At first I thought this was going to be a question about how to define a rotated rectangle(versus an AABB one). Then I thought you were asking for something more like how to describe "parent" and "child" transformations like in the classic case of the double pendulum. But now I think I can describe it in two parts:

  1. For the general case of "how to compose various transformations on geometry", matrix math is your friend. You can often avoid actually using a matrix and instead simplify to the parts that are relevant(here, the cos() and sin() functions plus some arithmetic will take care of everything). If you want to generalize a lot of rotations, translations, and scaling, though, a matrix library can help with that.

  2. For the specific case of representing various rectangles that all orbit a single point, the key thing you're missing is the concept of an offset value and being able to change where/when an offset is applied. What the orbiting of the rectangles represents is a kind of oscillator, like the LFO found on synthesizers. An LFO that is updated frame-by-frame and might vary in speed over time can be represented in code as an offset - what point the oscillation is currently at - and an increment - how much it progresses each tick. Each time you update, you might increment it by a different amount. Then the result of the oscillator's output is turned into x and y coordinates which are added to the center point.

This is a case of being able to represent the same visual info in different ways. Right now your code heavily weighs towards storing exactly the thing that is being drawn on screen, with the actual coordinates of each rectangle getting pushed around every frame. This makes it difficult to reason about where the rectangle is relative to a center point, which is why you are having trouble. What you are doing with "timer" and "velocity_x" and "velocity_y" is a kind of offset and increment, but the way you have it, it's both the oscillator's offset that gets changed over time, and the actual x and y points of the rectangles, as if they were a kind of physics system, propelled with an invisible force that happens to move in a circle over time.

This representation means that it's hard to figure out where the rectangles are in terms of an orbit, since that information is lost when it gets turned into x/y values and only an approximation can be regained, by applying atan2() - plus if you try to slow down or speed up the orbit by adjusting the velocity parameters, the rectangles will fall off-center since nothing is holding them in the right place. And, you might want this kind of behavior for some effects! It's just unclean if what you really want is something that always stays locked to a certain center position, and will do so even if the center jumps around or the velocity changes. To get this other behavior, define the data structure in terms of the center point and offset. Initialize the rectangles with different offset values, and update them by incrementing the offset. Then, in the draw function, compute everything else about the rectangle: the x/y relative to the center based on the offset, and the size relative to the x and y.

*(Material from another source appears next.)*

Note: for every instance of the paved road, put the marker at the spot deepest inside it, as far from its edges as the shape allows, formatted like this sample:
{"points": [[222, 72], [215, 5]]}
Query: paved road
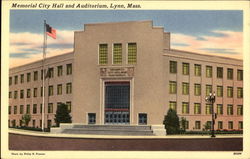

That took a couple of readings but I think I understood, thanks so much for that detailed post.
Yes, I realize that there needs to be some sort of offset, and I couldn't figure out where to put it. That is definitely my main problem and I will try to solve it by changing the data structure.

There's another problem, which is that I would like to be able to play with the numbers in a way that allows me to turn this back into a square grid of rectangles like it is displayed now. But I guess that is a problem for later.